Yesterday I joined 600 digital health innovators and experts at the first day of the Frontiers Health conference in Berlin’s historic Funkhaus radio station complex.

As part of the Frontiers agenda I was invited to run a live (and now on-demand) video roundtable with Oliver Stohlmann from Johnson & Johnson, Pfizer’s John Gordon, Sammeli Liikkanen from Orion Corporation and AstraZeneca’s Roeland van der Heiden.

These heads of innovation, communication and digital strategy formed an expert panel to explore how digital is impacting pharma, covering both the digital customer/consumer and the digitalisation of the product.

‘Digital’ is, of course, very broad in healthcare and can be applied in communications, new ways of diagnosing, patient engagement, technological interventions and many more areas. We started out looking at the way that pharma uses digital to communicate.

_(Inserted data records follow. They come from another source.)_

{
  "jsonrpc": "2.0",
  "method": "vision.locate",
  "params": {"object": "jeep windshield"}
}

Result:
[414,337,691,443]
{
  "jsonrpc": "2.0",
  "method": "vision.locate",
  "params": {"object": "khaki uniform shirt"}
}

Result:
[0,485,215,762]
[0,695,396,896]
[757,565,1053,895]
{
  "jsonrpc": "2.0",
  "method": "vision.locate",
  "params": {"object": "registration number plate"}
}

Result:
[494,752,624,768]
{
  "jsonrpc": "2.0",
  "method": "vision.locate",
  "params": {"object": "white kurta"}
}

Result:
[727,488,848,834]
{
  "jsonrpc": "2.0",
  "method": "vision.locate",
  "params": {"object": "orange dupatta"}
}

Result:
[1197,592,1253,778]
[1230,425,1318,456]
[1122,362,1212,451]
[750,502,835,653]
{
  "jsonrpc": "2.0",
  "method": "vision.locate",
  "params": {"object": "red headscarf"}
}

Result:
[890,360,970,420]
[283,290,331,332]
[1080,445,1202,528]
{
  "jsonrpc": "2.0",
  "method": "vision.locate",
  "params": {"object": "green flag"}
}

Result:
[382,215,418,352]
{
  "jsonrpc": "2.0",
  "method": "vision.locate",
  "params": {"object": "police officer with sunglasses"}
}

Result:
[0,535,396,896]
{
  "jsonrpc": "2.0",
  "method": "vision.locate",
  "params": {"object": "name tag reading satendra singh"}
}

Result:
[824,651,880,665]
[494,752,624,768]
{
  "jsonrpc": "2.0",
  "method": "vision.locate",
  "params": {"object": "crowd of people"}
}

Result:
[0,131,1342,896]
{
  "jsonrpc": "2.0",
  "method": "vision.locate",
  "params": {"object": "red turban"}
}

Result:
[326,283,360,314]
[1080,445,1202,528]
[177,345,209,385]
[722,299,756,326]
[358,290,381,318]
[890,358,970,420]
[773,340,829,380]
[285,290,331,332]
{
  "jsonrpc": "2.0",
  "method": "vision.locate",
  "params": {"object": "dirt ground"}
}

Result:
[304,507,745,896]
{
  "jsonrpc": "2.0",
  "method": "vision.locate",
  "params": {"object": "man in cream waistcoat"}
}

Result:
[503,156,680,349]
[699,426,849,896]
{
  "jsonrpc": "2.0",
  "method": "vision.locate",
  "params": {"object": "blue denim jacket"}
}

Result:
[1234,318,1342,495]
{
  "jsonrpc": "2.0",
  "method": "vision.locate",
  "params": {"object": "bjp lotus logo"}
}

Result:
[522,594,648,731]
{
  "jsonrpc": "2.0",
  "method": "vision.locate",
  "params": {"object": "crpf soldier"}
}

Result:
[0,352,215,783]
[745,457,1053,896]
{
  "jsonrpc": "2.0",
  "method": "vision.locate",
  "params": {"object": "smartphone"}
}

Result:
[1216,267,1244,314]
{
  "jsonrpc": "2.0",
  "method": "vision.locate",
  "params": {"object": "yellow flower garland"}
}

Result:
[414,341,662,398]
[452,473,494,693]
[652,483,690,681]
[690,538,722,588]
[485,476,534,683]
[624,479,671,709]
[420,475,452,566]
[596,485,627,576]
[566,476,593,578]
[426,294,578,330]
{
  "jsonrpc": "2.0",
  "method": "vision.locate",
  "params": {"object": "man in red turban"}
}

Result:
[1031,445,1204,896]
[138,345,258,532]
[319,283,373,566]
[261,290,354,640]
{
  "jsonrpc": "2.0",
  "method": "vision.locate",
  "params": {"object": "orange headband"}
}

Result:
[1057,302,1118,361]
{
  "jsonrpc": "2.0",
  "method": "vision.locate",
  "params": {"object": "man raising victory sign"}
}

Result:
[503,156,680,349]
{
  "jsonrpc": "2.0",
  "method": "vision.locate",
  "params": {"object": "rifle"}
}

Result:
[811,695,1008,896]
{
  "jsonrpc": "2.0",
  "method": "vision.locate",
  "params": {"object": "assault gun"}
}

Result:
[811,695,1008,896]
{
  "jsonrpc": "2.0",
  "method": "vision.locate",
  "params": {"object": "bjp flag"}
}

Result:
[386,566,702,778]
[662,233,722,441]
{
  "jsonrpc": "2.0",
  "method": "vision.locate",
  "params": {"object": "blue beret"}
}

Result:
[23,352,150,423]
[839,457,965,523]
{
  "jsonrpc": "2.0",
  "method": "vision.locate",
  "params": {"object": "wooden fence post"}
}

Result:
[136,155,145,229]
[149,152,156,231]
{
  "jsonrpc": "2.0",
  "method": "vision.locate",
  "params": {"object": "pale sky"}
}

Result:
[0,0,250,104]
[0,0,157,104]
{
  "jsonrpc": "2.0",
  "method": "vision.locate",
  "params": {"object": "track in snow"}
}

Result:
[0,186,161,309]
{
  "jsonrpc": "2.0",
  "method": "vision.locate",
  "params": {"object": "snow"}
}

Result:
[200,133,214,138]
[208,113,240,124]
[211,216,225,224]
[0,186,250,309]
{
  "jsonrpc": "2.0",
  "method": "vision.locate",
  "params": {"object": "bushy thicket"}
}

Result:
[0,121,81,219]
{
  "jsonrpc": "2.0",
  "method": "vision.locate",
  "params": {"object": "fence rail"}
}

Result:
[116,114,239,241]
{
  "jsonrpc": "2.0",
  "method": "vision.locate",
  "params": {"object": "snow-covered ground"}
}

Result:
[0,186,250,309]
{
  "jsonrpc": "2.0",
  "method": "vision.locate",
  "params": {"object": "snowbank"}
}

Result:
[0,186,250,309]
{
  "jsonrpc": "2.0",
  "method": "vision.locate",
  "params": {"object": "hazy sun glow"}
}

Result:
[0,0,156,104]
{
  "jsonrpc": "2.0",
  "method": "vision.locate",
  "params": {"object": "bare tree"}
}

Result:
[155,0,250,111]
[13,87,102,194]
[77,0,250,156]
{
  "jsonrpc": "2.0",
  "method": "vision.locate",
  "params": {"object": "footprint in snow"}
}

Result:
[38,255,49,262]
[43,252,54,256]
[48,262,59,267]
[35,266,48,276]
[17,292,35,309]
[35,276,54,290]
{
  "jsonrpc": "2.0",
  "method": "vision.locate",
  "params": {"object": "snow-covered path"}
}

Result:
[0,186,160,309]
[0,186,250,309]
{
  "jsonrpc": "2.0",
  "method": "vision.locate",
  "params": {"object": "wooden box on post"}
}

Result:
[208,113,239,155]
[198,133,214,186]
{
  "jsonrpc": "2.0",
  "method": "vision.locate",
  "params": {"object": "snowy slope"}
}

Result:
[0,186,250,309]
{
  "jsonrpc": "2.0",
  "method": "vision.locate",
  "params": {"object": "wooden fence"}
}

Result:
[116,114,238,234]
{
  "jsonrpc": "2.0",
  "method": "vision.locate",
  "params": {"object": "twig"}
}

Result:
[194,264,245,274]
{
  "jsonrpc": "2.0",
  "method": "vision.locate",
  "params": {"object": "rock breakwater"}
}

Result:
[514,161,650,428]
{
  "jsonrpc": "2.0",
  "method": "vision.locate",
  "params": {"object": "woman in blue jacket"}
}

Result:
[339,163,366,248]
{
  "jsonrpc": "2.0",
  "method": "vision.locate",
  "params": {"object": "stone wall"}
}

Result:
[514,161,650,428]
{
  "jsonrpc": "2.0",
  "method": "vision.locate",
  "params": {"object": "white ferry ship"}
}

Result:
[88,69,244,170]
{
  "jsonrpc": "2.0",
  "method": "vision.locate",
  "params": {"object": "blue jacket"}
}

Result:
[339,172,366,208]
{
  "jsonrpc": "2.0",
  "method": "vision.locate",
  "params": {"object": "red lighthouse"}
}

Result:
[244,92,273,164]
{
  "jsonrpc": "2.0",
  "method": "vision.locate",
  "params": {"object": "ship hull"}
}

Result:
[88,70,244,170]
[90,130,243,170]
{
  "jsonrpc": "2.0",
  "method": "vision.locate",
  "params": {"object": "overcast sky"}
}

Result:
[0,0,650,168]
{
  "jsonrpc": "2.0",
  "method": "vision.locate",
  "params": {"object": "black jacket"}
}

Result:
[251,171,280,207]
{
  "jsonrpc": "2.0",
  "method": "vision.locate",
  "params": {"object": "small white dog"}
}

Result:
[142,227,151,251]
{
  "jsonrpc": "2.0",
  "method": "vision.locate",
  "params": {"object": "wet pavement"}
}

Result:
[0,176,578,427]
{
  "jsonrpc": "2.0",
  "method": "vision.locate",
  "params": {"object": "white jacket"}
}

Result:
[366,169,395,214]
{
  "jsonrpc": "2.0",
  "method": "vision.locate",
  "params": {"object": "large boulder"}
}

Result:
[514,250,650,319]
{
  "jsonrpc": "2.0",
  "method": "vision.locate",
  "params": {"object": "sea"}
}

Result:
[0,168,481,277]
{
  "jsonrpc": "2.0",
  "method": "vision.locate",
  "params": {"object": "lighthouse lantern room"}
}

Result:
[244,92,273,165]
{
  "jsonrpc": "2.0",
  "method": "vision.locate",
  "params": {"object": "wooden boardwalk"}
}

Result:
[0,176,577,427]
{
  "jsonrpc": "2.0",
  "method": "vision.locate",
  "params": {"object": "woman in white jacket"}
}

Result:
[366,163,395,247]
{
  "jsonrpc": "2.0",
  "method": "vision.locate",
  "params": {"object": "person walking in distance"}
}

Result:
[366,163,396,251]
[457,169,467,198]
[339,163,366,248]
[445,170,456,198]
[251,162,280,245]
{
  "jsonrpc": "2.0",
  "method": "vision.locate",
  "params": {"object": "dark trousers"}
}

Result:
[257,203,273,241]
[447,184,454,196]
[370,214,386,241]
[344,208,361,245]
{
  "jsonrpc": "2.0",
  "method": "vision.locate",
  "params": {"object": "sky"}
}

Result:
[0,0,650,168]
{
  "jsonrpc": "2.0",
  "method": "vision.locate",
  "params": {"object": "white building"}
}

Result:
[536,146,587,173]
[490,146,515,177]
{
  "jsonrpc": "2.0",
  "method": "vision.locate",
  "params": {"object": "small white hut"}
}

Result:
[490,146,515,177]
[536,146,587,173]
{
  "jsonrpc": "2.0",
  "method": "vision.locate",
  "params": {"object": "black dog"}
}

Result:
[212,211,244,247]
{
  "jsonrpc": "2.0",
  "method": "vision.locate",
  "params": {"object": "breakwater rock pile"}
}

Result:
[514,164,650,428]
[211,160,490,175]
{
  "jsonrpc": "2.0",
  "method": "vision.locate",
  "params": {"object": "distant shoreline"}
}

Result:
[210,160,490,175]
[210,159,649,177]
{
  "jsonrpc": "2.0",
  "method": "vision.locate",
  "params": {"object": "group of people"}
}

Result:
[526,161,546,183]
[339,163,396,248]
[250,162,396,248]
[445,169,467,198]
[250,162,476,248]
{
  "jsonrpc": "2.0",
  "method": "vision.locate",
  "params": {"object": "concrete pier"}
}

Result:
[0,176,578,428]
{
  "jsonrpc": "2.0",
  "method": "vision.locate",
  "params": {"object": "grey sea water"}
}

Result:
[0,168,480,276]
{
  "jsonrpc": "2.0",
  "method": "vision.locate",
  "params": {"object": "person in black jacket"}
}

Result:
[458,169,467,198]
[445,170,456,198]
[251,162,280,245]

Oliver Stohlmann, global head of external innovation communication at Johnson & Johnson, began the session by noting the transition he’s seen in the industry’s use of digital:

Very early on in my career, working as an agency consultant, I remember making the case to big pharma clients for investing in the web when it first emerged, only to hear that a wait-and-see approach was being preferred, since many weren’t sure about this novel phenomenon called a web site!

“Fast-forward to today and communications are much more integrated and digitally-enabled. We have realised in many industries that the way to keep people engaged is to create experiences, dialogue and tell stories”.

It’s an area where some feel our industry still needs to catch up.

Roeland van der Heiden, digital director of corporate affairs at AstraZeneca, said:

The development of new communications platforms is as important for pharma as for society in general, but the industry has lagged behind in its use of them to date.